Figure 1: Left: density plot of the mean difference price for high-speed train tickets from Madrid to Barcelona versus Barcelona to Madrid, along with average (gray vertical line). Right: histogram of p-values.
The power is \(0.105\). Under the alternative regime (since \(\Delta=0.28\)€), we only reject 10.5% of the time. While this number is low, it is due to the small size of the true mean difference, which is hard to detect unless the sample size is enormous. The estimated mean difference for the sample is \(0.274\)€.
Code
t.test(price ~ dest, data = renfe_sub)
Welch Two Sample t-test
data: price by dest
t = -1.9433, df = 9170.2, p-value = 0.05201
alternative hypothesis: true difference in means between group Barcelona-Madrid and group Madrid-Barcelona is not equal to 0
95 percent confidence interval:
-1.652691253 0.007157275
sample estimates:
mean in group Barcelona-Madrid mean in group Madrid-Barcelona
87.40053 88.22329
Code
mean(renfe_simu$pval <0.05)
[1] 0.105
Solution to Exercise 1.3
Careful here, as the price of the REXPRESS tickets is fixed at 43.25€. The only random sample is for the other class of train!
Code
with(renfe,t.test(x = price,mu =43.25,conf.level =0.9,subset = type =="AVE-TGV"))
One Sample t-test
data: price
t = 197.9, df = 9999, p-value < 2.2e-16
alternative hypothesis: true mean is not equal to 43.25
90 percent confidence interval:
85.73892 86.45119
sample estimates:
mean of x
86.09505
The null hypothesis is \(\mathscr{H}_0: \mu_{\text{AVE-TGV}}=43.25\)€ against the alternative \(\mathscr{H}_1: \mu_{\text{AVE-TGV}}\neq 43.25\)€, where \(\mu_{\text{AVE-TGV}}\) is the average AVE-TGV ticket price.

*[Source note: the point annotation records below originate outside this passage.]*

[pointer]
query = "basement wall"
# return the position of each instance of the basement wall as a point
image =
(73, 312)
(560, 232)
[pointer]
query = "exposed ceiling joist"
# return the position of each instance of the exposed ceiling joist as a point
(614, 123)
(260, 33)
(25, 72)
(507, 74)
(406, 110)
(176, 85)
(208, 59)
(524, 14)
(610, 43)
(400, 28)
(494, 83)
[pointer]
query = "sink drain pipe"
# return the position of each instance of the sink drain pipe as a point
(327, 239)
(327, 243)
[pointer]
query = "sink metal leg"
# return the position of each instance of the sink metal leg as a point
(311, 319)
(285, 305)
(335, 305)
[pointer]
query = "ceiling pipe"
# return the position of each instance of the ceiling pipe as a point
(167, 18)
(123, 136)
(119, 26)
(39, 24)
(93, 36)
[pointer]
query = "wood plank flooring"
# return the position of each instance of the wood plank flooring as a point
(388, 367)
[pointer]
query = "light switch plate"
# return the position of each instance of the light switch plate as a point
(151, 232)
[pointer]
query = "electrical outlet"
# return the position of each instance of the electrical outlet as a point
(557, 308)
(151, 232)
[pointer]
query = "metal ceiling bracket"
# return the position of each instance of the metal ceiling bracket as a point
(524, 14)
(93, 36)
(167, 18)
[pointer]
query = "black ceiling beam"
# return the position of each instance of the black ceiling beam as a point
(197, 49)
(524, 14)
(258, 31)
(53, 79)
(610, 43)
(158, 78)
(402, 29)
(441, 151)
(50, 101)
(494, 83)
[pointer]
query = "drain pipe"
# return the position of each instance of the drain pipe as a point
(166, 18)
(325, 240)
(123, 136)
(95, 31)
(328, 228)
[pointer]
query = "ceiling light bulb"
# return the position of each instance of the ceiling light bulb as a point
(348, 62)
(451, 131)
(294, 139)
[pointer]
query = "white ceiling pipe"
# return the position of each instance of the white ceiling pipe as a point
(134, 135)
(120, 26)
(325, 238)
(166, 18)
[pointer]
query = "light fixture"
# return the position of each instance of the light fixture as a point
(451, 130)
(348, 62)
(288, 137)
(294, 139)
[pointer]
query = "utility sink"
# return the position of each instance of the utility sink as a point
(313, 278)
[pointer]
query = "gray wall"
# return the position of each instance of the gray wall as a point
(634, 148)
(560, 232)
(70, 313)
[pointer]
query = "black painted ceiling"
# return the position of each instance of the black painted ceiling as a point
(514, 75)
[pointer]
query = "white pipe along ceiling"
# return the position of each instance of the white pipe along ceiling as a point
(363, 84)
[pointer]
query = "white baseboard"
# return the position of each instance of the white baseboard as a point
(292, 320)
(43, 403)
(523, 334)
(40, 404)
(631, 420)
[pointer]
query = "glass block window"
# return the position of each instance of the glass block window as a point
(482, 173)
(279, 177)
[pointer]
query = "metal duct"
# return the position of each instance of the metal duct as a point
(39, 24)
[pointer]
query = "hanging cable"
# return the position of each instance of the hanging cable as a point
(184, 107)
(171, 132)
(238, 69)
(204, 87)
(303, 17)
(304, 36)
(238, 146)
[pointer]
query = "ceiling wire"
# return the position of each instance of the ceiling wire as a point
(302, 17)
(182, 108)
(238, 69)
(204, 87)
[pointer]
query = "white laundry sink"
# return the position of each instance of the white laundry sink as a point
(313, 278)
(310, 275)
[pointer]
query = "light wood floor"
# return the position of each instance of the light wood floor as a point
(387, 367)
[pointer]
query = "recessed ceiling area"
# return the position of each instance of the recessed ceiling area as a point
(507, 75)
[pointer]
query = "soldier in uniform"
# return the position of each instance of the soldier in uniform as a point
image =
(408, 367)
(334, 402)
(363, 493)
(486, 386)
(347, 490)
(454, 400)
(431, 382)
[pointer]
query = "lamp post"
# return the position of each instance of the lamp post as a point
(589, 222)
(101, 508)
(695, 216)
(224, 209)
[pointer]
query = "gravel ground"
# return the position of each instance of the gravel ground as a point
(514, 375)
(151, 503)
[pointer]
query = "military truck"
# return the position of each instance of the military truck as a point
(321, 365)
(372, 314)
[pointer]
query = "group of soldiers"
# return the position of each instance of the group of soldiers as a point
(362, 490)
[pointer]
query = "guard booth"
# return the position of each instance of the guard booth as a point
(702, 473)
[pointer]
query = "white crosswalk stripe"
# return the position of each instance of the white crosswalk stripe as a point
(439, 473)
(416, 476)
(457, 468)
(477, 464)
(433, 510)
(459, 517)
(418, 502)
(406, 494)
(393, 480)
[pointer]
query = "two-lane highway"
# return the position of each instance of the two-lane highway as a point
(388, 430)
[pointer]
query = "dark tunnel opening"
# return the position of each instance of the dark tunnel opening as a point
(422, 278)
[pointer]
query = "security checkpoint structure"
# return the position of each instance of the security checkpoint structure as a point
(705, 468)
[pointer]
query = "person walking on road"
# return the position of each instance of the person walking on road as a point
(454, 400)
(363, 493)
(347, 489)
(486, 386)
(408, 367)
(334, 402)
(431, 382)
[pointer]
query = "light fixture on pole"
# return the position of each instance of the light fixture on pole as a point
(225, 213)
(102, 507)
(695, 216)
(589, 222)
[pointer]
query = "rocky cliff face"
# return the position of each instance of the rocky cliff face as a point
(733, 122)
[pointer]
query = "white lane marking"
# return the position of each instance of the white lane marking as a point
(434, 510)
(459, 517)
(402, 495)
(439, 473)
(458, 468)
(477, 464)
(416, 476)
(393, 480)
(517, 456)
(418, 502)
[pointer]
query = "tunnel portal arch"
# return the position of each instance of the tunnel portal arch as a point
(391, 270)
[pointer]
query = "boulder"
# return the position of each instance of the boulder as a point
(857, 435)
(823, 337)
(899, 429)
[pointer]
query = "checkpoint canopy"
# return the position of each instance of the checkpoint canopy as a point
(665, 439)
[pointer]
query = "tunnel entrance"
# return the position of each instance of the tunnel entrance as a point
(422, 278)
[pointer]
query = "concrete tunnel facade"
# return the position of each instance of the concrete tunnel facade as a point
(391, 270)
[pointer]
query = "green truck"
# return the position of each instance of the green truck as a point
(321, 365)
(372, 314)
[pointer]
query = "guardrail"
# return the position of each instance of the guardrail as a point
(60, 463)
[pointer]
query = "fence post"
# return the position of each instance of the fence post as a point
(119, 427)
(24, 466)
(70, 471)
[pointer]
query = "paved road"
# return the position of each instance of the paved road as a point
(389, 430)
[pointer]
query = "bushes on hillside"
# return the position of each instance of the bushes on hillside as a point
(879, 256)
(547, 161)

Since this is a one-sample location problem, we use a one-sample \(t\)-test.
The estimated mean difference is \(45.63\)€\(= 88.88\)€\(-43.25\)€, with 90% confidence interval for the mean difference of \([44.14, 47.12]\).
The \(t\)-statistic is 50.519 with 428 degrees of freedom, and the \(p\)-value is negligible.
We strongly reject the null hypothesis that high-speed trains are the same price as RegioExpress ones.